Effect of UPR mutants on hypoxic and tunicamycin sensitivity. (A) Animals with the indicated alleles were exposed to hypoxia for 20 h without any pretreatment, and survival was scored after a 24-h recovery (*, P < 0.0001 versus N2 by unpaired t test). (B) Animals with different ire-1 genetic backgrounds were tested for hypoxic survival without any pretreatment. (*, P < 0.001 versus N2; #, P < 0.05 versus zc14/zc14 or zc14/v33, unpaired t test). (C) Animals with different ire-1 genetic backgrounds were tested for sensitivity to Tm toxicity. Eggs were laid on the plates with 1 μg/ml Tm.
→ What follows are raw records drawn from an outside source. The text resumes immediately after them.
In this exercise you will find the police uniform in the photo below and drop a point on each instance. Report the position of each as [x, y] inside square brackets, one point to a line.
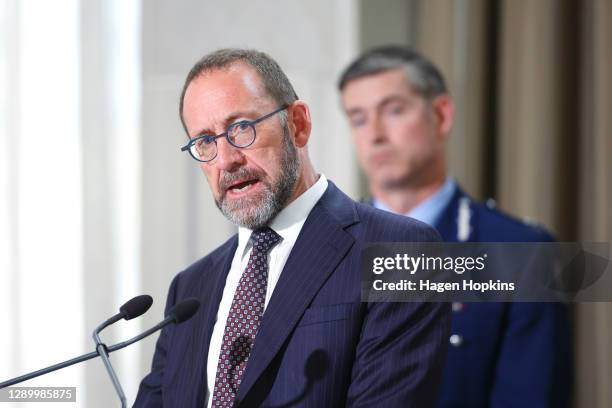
[502, 354]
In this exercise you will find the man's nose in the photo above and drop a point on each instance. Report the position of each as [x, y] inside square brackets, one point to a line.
[229, 157]
[377, 130]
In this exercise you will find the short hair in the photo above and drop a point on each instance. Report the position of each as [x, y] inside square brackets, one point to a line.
[275, 81]
[421, 73]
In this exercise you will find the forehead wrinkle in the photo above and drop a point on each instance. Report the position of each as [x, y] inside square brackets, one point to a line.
[228, 93]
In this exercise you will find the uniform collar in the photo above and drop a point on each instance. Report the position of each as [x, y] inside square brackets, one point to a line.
[430, 210]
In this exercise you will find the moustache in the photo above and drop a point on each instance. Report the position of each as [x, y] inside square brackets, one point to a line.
[228, 179]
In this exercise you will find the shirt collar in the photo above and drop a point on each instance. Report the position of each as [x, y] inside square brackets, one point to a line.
[288, 222]
[430, 210]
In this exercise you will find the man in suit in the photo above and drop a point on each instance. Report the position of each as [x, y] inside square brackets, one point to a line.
[400, 114]
[281, 321]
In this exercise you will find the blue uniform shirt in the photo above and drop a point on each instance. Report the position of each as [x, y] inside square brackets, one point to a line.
[500, 354]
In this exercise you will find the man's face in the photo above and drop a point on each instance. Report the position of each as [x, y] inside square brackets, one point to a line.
[396, 131]
[250, 185]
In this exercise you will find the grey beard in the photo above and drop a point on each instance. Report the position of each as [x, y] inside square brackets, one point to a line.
[256, 212]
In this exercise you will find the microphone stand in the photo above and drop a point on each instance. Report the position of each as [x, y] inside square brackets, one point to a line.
[103, 353]
[87, 356]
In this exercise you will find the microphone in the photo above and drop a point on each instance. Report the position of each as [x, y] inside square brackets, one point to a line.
[134, 307]
[177, 314]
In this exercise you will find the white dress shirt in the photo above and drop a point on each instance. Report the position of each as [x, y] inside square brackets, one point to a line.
[288, 224]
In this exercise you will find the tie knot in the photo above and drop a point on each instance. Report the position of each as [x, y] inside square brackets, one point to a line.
[264, 239]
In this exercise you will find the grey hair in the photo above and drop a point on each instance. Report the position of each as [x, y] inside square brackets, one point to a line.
[275, 81]
[421, 73]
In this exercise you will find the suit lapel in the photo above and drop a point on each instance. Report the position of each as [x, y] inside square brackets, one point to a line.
[210, 291]
[320, 247]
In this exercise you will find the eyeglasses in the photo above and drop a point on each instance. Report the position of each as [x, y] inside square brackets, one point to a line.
[241, 134]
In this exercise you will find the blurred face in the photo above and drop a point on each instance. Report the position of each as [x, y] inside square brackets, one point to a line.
[399, 136]
[250, 185]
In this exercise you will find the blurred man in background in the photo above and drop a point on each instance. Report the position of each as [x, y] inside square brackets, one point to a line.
[401, 114]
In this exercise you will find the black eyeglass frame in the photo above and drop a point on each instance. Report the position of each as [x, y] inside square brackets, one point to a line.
[211, 138]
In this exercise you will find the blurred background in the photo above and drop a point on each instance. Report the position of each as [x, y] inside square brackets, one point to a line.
[97, 203]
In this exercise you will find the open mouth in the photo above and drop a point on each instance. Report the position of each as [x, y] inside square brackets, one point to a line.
[242, 186]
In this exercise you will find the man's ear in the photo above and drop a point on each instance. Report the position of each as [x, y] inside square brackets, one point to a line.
[444, 109]
[299, 122]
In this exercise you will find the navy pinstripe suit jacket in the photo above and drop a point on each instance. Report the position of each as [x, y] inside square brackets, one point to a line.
[318, 345]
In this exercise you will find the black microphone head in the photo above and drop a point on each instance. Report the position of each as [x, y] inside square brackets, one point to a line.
[136, 306]
[184, 310]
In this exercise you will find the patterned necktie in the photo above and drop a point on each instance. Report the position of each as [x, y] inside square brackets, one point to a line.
[243, 319]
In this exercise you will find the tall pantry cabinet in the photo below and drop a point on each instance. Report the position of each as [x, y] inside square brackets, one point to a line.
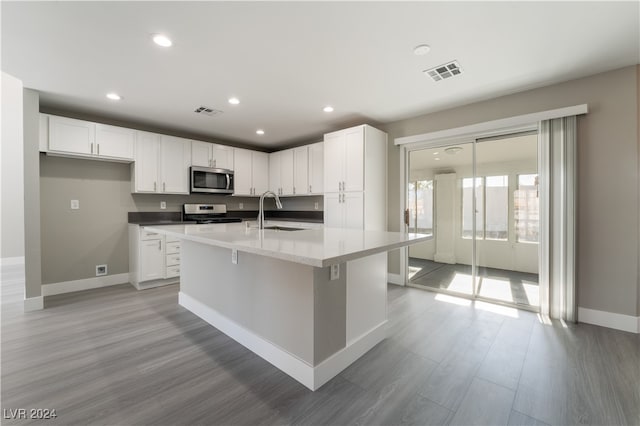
[355, 178]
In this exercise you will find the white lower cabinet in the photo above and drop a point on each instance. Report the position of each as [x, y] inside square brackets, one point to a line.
[154, 260]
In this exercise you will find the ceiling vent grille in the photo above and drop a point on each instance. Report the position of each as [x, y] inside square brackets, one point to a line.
[445, 71]
[207, 111]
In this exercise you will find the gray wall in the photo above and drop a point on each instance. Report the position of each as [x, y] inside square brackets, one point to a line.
[75, 241]
[608, 192]
[12, 225]
[33, 269]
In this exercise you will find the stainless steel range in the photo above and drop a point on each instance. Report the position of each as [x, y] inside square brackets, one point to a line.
[207, 213]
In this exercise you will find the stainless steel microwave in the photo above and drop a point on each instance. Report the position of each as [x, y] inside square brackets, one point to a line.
[215, 181]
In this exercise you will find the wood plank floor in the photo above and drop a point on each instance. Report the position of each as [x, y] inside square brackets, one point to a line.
[117, 356]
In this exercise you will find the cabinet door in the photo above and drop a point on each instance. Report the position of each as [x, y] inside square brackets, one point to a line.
[175, 155]
[147, 158]
[354, 153]
[151, 260]
[333, 161]
[316, 168]
[73, 136]
[242, 171]
[286, 171]
[115, 142]
[353, 205]
[222, 156]
[301, 170]
[201, 154]
[260, 173]
[274, 172]
[333, 212]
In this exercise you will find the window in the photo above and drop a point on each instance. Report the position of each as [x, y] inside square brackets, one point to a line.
[492, 207]
[527, 209]
[421, 206]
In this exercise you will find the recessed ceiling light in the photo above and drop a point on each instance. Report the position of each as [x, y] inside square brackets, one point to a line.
[421, 49]
[162, 40]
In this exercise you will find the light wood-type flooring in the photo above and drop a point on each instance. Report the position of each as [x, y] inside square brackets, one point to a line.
[117, 356]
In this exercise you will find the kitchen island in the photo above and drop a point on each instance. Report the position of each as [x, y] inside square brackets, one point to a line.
[309, 301]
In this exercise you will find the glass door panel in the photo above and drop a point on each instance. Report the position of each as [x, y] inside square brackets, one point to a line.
[434, 202]
[506, 246]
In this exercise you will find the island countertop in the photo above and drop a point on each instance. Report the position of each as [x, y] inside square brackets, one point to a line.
[318, 247]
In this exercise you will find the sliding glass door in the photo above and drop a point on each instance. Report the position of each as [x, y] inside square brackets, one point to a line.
[479, 201]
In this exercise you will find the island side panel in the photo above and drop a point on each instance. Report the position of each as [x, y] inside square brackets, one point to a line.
[271, 298]
[366, 295]
[329, 313]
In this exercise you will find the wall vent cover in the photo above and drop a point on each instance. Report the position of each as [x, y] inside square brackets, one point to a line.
[442, 72]
[207, 111]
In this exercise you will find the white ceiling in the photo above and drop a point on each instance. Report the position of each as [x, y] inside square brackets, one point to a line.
[286, 60]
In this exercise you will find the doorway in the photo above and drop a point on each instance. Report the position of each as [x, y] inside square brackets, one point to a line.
[479, 200]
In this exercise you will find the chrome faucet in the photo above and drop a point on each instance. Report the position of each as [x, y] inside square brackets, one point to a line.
[261, 211]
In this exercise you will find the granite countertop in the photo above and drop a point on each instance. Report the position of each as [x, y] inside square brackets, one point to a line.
[319, 247]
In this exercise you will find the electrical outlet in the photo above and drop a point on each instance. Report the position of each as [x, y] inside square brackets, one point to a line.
[101, 270]
[335, 272]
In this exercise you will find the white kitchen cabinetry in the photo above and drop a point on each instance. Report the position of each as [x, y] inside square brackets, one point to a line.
[355, 178]
[251, 172]
[154, 260]
[204, 154]
[316, 168]
[161, 164]
[79, 138]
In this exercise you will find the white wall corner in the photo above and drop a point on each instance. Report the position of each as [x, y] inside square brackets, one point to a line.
[609, 319]
[84, 284]
[394, 279]
[33, 304]
[10, 261]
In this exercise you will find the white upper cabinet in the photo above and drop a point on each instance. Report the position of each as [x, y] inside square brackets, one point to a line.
[316, 168]
[205, 154]
[72, 136]
[145, 170]
[83, 138]
[161, 164]
[175, 156]
[344, 160]
[301, 170]
[251, 172]
[115, 142]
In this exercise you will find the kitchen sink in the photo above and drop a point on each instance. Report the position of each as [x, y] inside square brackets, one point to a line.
[282, 228]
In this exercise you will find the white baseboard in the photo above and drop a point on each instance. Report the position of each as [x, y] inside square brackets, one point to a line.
[311, 377]
[8, 261]
[84, 284]
[609, 319]
[33, 304]
[395, 279]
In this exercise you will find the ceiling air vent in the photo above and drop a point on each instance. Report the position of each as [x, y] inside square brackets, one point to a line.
[442, 72]
[207, 111]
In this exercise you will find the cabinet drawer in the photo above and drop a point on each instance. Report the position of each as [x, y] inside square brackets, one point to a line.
[173, 259]
[173, 247]
[173, 271]
[147, 235]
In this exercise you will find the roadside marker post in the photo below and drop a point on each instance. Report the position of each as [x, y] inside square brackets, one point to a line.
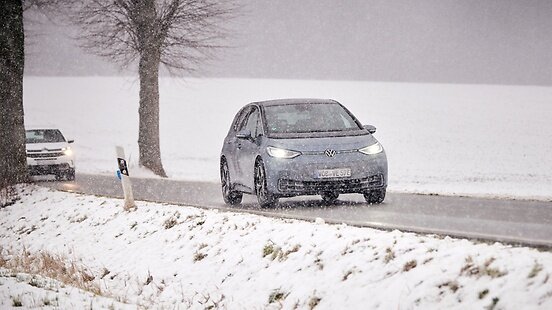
[125, 179]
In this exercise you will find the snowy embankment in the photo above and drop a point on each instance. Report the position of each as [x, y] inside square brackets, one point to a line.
[478, 140]
[166, 256]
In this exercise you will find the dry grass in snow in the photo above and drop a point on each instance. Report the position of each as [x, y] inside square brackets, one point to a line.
[165, 256]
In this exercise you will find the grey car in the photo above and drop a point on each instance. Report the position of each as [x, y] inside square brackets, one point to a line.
[292, 147]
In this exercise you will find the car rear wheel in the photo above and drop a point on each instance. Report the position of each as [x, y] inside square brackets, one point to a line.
[264, 196]
[329, 197]
[375, 196]
[230, 197]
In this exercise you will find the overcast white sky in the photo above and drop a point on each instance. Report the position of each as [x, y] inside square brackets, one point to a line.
[469, 41]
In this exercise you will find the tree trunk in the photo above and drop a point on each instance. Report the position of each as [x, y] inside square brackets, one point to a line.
[13, 162]
[148, 135]
[150, 58]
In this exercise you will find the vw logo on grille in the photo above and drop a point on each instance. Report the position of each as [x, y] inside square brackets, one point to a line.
[330, 153]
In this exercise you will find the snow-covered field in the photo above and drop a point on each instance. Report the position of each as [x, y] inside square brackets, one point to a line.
[172, 257]
[449, 139]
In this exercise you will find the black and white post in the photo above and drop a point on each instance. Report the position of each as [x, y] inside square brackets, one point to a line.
[125, 179]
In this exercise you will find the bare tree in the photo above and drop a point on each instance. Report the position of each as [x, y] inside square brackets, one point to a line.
[13, 165]
[179, 34]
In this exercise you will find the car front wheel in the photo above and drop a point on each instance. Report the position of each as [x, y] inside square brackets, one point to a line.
[375, 196]
[230, 197]
[264, 196]
[329, 197]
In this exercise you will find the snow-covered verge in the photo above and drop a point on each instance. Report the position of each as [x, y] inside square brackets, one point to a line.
[448, 139]
[166, 256]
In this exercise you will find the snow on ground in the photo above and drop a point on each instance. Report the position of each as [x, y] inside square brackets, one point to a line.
[449, 139]
[177, 257]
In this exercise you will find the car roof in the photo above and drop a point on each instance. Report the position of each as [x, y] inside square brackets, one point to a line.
[293, 101]
[41, 128]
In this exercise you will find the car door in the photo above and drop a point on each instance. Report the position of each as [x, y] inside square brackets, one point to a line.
[234, 144]
[249, 148]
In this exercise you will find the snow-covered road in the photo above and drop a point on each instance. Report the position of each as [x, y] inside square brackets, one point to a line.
[512, 221]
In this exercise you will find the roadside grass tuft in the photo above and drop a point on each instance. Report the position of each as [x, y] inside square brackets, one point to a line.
[483, 293]
[313, 302]
[268, 249]
[276, 252]
[493, 304]
[16, 301]
[198, 256]
[389, 255]
[172, 221]
[410, 265]
[471, 269]
[277, 296]
[452, 285]
[57, 267]
[535, 271]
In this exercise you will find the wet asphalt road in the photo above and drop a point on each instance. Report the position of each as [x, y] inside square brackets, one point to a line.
[510, 221]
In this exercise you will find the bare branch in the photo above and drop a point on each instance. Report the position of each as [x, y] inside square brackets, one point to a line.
[184, 32]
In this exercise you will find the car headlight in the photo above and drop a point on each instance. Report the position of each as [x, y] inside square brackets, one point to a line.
[67, 151]
[281, 153]
[372, 149]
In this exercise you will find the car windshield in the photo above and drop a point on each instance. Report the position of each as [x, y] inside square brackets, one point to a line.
[308, 118]
[43, 136]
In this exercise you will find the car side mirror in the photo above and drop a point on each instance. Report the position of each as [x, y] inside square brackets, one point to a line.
[371, 129]
[244, 134]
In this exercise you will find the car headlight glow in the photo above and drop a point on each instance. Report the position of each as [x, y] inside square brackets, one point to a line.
[281, 153]
[67, 151]
[372, 149]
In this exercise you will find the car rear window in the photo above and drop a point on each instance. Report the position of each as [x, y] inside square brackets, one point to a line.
[308, 118]
[43, 136]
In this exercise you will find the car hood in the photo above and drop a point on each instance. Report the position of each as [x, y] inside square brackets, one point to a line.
[322, 144]
[47, 146]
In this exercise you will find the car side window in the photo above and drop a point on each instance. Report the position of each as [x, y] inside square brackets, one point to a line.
[242, 119]
[253, 123]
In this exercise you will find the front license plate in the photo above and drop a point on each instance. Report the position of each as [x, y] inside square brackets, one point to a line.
[333, 173]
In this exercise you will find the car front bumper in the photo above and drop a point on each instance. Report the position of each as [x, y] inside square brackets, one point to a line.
[43, 166]
[298, 176]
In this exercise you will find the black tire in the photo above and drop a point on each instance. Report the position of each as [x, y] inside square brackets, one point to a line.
[375, 196]
[264, 196]
[229, 196]
[329, 197]
[70, 176]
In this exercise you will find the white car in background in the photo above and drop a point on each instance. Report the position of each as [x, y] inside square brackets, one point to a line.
[48, 152]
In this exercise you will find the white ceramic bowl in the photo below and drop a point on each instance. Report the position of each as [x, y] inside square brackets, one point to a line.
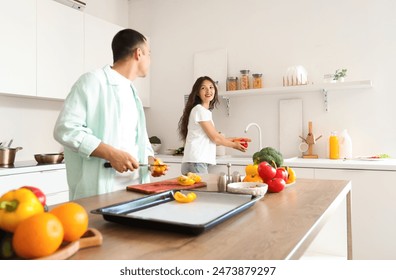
[253, 188]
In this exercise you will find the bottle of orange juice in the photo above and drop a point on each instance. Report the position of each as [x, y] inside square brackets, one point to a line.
[334, 147]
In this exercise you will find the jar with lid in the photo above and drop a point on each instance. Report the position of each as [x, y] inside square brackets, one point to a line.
[244, 81]
[328, 78]
[232, 83]
[334, 148]
[257, 80]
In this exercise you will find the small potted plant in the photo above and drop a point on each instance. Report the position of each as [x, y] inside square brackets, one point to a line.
[340, 75]
[155, 143]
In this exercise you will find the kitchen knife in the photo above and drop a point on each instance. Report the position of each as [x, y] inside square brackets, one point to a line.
[108, 164]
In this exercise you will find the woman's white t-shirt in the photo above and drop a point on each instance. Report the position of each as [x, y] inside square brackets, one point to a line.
[198, 147]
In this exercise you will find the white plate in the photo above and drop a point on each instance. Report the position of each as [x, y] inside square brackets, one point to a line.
[253, 188]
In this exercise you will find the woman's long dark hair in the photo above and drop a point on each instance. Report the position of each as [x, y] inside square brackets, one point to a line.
[193, 100]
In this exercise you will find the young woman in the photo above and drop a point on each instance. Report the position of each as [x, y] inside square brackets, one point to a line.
[197, 130]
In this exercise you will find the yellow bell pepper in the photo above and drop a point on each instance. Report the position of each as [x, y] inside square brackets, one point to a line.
[194, 176]
[179, 197]
[185, 181]
[252, 174]
[16, 206]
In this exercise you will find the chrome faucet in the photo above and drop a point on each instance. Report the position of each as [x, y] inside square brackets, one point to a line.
[259, 130]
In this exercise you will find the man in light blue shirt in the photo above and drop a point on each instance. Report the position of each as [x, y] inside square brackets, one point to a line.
[102, 120]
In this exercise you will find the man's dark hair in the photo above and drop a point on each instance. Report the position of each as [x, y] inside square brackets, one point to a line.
[125, 42]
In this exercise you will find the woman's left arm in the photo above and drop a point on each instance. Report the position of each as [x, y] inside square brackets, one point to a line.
[219, 139]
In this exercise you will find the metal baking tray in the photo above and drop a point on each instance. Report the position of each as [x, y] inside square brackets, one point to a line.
[161, 211]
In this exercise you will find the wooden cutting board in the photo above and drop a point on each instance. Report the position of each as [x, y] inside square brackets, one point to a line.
[92, 237]
[162, 186]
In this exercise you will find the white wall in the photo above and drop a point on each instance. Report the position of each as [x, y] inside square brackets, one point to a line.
[30, 121]
[268, 36]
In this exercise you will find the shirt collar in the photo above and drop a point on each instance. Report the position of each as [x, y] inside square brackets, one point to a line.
[116, 78]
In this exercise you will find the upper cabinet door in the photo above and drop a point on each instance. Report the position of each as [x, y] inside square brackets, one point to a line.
[60, 44]
[18, 47]
[98, 36]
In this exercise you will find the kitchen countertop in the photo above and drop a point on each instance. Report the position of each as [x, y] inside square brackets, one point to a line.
[28, 167]
[380, 164]
[267, 230]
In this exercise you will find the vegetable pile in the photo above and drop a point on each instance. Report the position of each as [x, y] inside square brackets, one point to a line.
[268, 167]
[270, 155]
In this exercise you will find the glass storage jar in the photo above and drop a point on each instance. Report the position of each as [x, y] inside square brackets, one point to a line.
[257, 80]
[232, 83]
[244, 81]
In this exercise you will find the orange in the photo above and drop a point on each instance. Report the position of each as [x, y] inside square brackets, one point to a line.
[38, 236]
[74, 219]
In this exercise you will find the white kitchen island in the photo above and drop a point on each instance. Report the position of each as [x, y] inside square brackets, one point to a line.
[372, 208]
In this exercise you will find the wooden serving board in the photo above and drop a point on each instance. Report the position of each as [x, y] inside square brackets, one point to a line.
[92, 237]
[161, 186]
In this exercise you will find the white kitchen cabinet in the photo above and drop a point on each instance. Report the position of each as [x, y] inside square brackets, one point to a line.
[53, 183]
[98, 36]
[60, 44]
[18, 47]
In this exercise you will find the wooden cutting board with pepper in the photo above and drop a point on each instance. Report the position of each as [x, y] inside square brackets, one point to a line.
[166, 185]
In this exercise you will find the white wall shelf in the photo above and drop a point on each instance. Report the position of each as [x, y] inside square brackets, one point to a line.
[324, 88]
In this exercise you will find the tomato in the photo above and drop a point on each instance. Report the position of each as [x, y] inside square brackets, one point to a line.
[281, 173]
[266, 171]
[276, 185]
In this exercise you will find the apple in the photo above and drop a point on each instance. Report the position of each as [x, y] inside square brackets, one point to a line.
[276, 185]
[266, 171]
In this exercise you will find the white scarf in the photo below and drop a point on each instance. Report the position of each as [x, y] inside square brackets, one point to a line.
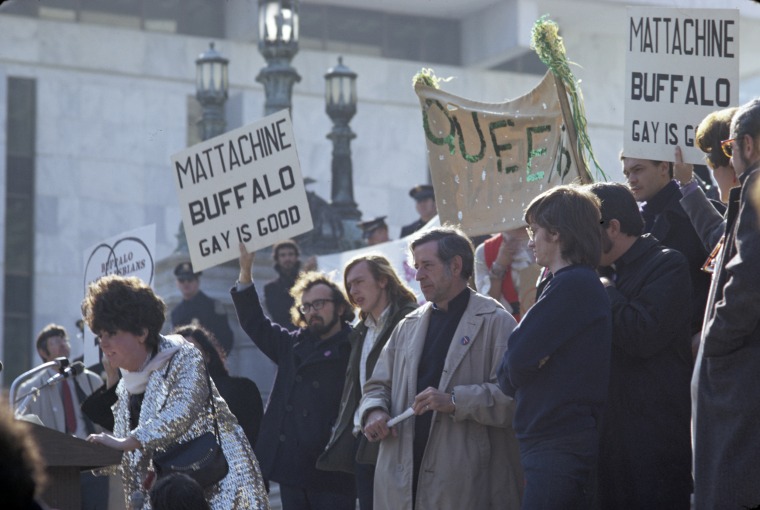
[135, 382]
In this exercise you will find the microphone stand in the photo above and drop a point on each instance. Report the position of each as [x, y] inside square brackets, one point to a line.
[61, 363]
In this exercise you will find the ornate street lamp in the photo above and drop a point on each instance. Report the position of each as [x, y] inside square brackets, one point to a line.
[278, 44]
[340, 95]
[211, 86]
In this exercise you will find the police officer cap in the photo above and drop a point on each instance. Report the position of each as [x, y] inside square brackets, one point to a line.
[370, 226]
[185, 270]
[422, 192]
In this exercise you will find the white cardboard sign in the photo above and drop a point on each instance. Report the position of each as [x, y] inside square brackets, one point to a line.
[681, 65]
[242, 186]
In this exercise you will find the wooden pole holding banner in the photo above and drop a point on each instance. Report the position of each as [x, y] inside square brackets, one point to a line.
[583, 173]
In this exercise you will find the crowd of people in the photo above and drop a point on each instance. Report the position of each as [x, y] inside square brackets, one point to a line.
[621, 375]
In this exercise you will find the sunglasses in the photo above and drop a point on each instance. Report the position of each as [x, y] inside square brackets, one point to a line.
[727, 146]
[317, 305]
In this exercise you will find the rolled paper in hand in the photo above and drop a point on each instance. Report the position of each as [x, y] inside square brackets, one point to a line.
[401, 417]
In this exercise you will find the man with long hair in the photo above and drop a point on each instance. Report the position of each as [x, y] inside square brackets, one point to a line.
[311, 365]
[383, 300]
[277, 298]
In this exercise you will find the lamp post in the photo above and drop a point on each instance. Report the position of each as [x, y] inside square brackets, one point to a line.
[340, 95]
[278, 44]
[211, 86]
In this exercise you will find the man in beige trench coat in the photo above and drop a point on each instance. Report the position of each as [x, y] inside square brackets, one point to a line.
[458, 450]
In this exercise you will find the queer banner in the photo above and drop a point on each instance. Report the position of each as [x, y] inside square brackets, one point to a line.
[681, 65]
[242, 186]
[488, 161]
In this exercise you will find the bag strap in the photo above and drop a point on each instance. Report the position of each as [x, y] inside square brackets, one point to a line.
[213, 405]
[210, 396]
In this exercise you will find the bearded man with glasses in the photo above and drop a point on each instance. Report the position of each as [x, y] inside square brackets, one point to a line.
[311, 365]
[726, 380]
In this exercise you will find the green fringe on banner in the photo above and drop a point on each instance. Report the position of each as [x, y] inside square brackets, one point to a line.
[547, 43]
[427, 77]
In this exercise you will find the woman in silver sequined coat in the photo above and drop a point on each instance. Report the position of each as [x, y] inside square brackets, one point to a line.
[163, 395]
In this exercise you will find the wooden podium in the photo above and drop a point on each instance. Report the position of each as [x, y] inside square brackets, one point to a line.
[65, 457]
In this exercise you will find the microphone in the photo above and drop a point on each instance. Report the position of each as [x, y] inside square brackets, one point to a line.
[61, 363]
[75, 369]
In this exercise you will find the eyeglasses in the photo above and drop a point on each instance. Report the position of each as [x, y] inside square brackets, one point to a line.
[727, 146]
[317, 305]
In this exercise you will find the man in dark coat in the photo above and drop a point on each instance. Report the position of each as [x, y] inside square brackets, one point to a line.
[645, 450]
[424, 199]
[199, 309]
[726, 407]
[311, 365]
[277, 298]
[383, 300]
[652, 184]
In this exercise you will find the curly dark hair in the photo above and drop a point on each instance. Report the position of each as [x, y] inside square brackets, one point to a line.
[574, 213]
[22, 472]
[308, 280]
[124, 303]
[713, 129]
[209, 346]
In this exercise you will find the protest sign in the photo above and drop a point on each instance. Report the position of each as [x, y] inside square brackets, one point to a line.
[131, 253]
[488, 161]
[681, 65]
[242, 186]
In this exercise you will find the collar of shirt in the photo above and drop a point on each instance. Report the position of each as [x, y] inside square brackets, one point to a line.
[377, 324]
[457, 304]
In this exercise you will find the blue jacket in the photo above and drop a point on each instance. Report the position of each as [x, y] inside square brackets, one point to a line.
[558, 360]
[303, 405]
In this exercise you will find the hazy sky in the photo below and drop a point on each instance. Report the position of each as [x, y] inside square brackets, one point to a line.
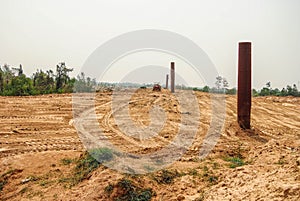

After 3 days, the percentage of adult worms was scored (*, P < 0.01 for results greater than those for N2; #, P < 0.01 for results less than those for N2, unpaired t test). (D) The levels of ire-1 mRNA from the wild type and mutants were determined by quantitative RT-PCR by using a primer pair annealed 5′ of ire-1 cDNA. {*, P < 0.01, versus N2, zc14/zc14, or zc14/mIn1[dpy-10(e128) mIs14(p-myo-2::GFP)], unpaired t test}.

FIG. 6.

eIF2α phosphorylation and XBP-1 splicing after HP. (A to C) N2, pek-1(ok275), and gcn-2(ok871) animals were treated with hypoxia for 4 h and recovered under normoxia. Protein samples from various recovery time points were subjected to Western blotting and were probed by an antibody against p-eIF2α (ser51). The same blots were stripped and reprobed with a β-actin antibody. Intensity values for the p-eIF2α bands normalized to the control are indicated along with the ratio of the normalized intensities of the p-eIF2α bands to β-actin. Four independent trials of the control and 0-h recovery time point gave normalized p-eIF2α intensities of 1.96 ± 0.29 for N2, 1.80 ± 0.07 for gcn-2(ok871), and 1.14 ± 0.15 for pek-1(ok275). P values for the change in intensities (paired t test) were the following: for N2, 0.00531; for gcn-2(ok871), 0.00028; and for pek-1(ok275), 0.399. (D and E) The unspliced and spliced forms of xbp-1 mRNA were amplified by RT-PCR in N2 and ire-1 mutant animals under control conditions (D) and after a 2-h recovery from a 4-h HP incubation (E). Spliced xbp-1 was undetectable in all three ire-1 mutant alleles under both conditions.

FIG. 7.

Working model for the role of the UPR in HP and TmP in C. elegans. Both hypoxia and tunicamycin inhibit protein folding and thereby activate signaling through IRE-1 and ATF-6 pathways. IRE-1 is required for both HP and TmP. GCN-2 is required for HP only, and ATF-6 is required for TmP only. The mechanisms downstream of IRE-1 and GCN-2 to induce HP are unknown.